Was it really ten years ago that I joined the many thousands leaping for joy (and relief) in the massive Sydney stadium as that last-minute drop goal went over?

Looking at the players parading for the crowd on Saturday, you could tell from the added lines on their faces and (in some cases) the added pounds on their frames that their finest hour didn’t only happen yesterday.

And what a finest hour it was, because their victory was no fluke. Guided by Easingwold School old boy and head coach Clive Woodward, they dominated world rugby from the middle of 2000.

Indeed, in the season before the 2003 World Cup England defeated every other major rugby union country at least once, including remarkable home-and-away victories over the All Blacks and a first-ever test win in Australia.

I had long wanted to travel to Australia, to see the country and my relatives who had settled there after living in various Pacific islands and New Zealand.

So it made sense to combine that aspiration with going to the 2003 World Cup, but staying in Sydney and getting match tickets would still clearly be fairly expensive.

What decided me was my belief that England would win – a highly unusual and frankly pretty illogical confidence in a sporting result, but one which remained unshaken until almost the end.

Wales “winning” the first half of the quarter-final didn’t bother me, because I was actually flying to Australia at the time and all I saw on the TVs in Singapore Airport was England squeezing them out in the second period.

The boys in white dominated the semi-final against France in torrential rain, but before that I’d seen Australia get a surprise but deserved win over the All Blacks, so England were up against the home side in the final.

That was when my nerves kicked in; not when Australia went ahead at the start but when they clawed back England’s lead and took the game into extra time. That also took us into uncharted territory and the wind out of my sails.

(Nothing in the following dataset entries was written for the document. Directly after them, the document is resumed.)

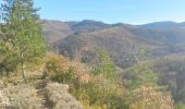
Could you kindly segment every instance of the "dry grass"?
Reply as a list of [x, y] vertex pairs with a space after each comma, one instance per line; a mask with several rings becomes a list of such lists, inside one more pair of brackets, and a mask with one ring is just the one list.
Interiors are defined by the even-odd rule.
[[83, 109], [79, 102], [67, 93], [69, 86], [59, 83], [49, 83], [46, 92], [52, 102], [52, 109]]

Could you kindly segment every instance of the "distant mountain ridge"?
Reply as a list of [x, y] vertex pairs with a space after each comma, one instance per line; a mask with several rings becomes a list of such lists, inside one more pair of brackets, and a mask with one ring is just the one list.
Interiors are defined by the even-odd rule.
[[126, 68], [139, 48], [150, 57], [185, 52], [185, 23], [158, 22], [146, 25], [104, 24], [98, 21], [45, 21], [45, 40], [54, 51], [71, 59], [90, 60], [97, 49], [109, 52], [114, 62]]

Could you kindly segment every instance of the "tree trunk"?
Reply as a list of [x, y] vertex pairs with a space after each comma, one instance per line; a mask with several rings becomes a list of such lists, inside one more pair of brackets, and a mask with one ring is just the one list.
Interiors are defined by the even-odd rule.
[[22, 70], [22, 76], [23, 76], [23, 80], [24, 80], [24, 82], [25, 83], [27, 83], [26, 82], [26, 76], [25, 76], [25, 71], [24, 71], [24, 58], [23, 58], [24, 56], [23, 56], [23, 53], [21, 55], [21, 70]]

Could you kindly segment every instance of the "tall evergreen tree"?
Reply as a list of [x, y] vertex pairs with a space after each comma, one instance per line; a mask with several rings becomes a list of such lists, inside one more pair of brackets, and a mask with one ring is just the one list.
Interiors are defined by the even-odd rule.
[[[41, 23], [38, 9], [33, 0], [3, 0], [2, 31], [5, 33], [3, 41], [9, 41], [9, 49], [13, 59], [21, 66], [25, 80], [25, 65], [34, 62], [45, 53]], [[9, 60], [9, 59], [8, 59]]]

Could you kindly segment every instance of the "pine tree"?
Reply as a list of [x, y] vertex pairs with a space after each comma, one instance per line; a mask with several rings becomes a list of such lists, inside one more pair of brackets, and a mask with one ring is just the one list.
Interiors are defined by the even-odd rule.
[[[41, 23], [33, 0], [4, 0], [1, 5], [4, 38], [21, 66], [25, 80], [25, 66], [45, 55]], [[16, 66], [17, 66], [16, 65]]]

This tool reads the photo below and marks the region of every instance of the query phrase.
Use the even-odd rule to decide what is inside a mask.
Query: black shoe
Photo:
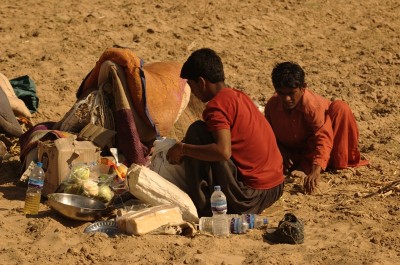
[[[273,243],[302,244],[304,242],[304,224],[294,214],[287,213],[272,233],[265,233],[264,238]]]

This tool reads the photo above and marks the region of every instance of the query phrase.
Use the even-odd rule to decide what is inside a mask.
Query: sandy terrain
[[[157,3],[156,3],[157,2]],[[351,2],[351,3],[349,3]],[[303,195],[288,179],[263,213],[274,227],[285,212],[305,222],[302,245],[271,245],[263,231],[207,236],[84,234],[45,204],[22,213],[18,157],[0,166],[1,264],[395,264],[400,259],[400,4],[395,0],[0,1],[0,72],[29,75],[40,98],[35,123],[58,121],[82,79],[113,45],[145,62],[183,62],[195,49],[220,53],[227,83],[263,103],[275,63],[293,60],[307,83],[343,98],[370,165],[323,175]]]

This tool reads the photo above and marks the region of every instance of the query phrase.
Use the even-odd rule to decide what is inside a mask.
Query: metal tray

Surely we weren’t going to fall at the last hurdle?

Well, as we know, the boys took the ball downfield, got it back to Jonny and the rest is rugby history.

The team’s achievements were perhaps undermined in the notoriously short-term sporting memory when England’s form dipped in the ensuing seasons, though they still managed some memorable victories and, perhaps most unlikely of all, defended their title in the 2007 World Cup final.

Now we have the prospect of the 2015 World Cup being played in England and a team which, while not yet anywhere near the level of their 2003 predecessors, have played some promising rugby, including that flawed but welcome win on Saturday.

So maybe we can once more look forward to some positive sporting distractions from the serious stuff of life.

• STILL on a positive note, one of the joys of living somewhere like York is going down its historic streets on a bright autumn morning and seeing a soberly suited man walking along carrying a very large axe.

No one even gave him a second glance, perhaps thinking he was either connected to the nearby Jorvik Viking centre so there was nothing to get excited about, or he was a serial killer so staring wasn’t a great idea.

For the record, he appeared to take himself and his axe into a side door at Jorvik.